There wasn’t anything anyone could say to that.
Light shimmered through the main chamber and the hologram appeared.
“My daughter, it grieves me to know that you are watching this, for it means I have passed and can no longer be with you. For this message was recorded when you were a child, as a precaution in case Braevan and I passed before you could hear of your heritage from our lips. You must listen now my child, and listen carefully.”
“Five thousand years ago our people realized that despite the wonders of our technology, a race limited to one planet is always at risk. One day, we might have to leave it. The ancients prepared the way for us by building gate structures on the Opal Planet, structures that the people of that world later copied.”

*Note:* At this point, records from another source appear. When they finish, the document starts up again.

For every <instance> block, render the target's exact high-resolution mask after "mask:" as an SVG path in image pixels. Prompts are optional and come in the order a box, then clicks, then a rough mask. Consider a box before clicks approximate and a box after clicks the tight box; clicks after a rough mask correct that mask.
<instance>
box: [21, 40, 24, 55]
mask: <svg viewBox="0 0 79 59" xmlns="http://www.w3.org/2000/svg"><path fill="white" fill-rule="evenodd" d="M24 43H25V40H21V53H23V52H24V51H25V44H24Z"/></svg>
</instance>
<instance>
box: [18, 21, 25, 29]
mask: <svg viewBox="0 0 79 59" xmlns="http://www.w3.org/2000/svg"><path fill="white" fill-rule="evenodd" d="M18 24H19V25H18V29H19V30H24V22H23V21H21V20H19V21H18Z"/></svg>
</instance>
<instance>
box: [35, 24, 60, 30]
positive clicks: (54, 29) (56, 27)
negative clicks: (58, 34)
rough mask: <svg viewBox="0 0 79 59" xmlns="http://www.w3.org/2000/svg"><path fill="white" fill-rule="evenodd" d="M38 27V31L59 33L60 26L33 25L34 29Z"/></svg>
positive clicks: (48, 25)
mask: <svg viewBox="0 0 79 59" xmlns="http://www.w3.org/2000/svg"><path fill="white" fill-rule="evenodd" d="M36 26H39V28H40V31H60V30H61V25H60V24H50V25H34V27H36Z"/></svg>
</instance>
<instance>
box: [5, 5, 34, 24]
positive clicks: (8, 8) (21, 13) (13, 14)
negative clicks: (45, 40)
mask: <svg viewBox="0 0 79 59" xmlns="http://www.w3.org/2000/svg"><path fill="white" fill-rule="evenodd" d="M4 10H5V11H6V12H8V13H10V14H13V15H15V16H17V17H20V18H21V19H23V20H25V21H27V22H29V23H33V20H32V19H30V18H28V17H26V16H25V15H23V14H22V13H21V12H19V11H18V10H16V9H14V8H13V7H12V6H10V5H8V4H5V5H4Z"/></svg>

“Now, in our own generation, the time we must leave may be at hand. Your father was sent to earth with the synchronium to prepare for our arrival. And you, as the chosen one, accompanied him.”
“Chosen one?” Brett whispered.
Elsewhere, Shersheba paced disconsolately on the balcony. Malakat put a hand on her shoulder. “Fear not, princess. We will find the underwater pyramid. We will find the golden ankh. And then, you will be queen.”
Shalamorn continued, “My daughter, you are a princess, and if things have gone as I fear… you are the hope of our people and the earth people.” The woman looked down—almost like she was trying not to cry. Then she sank back into the statue.
Jason murmured, “Amazing. You’re a princess.”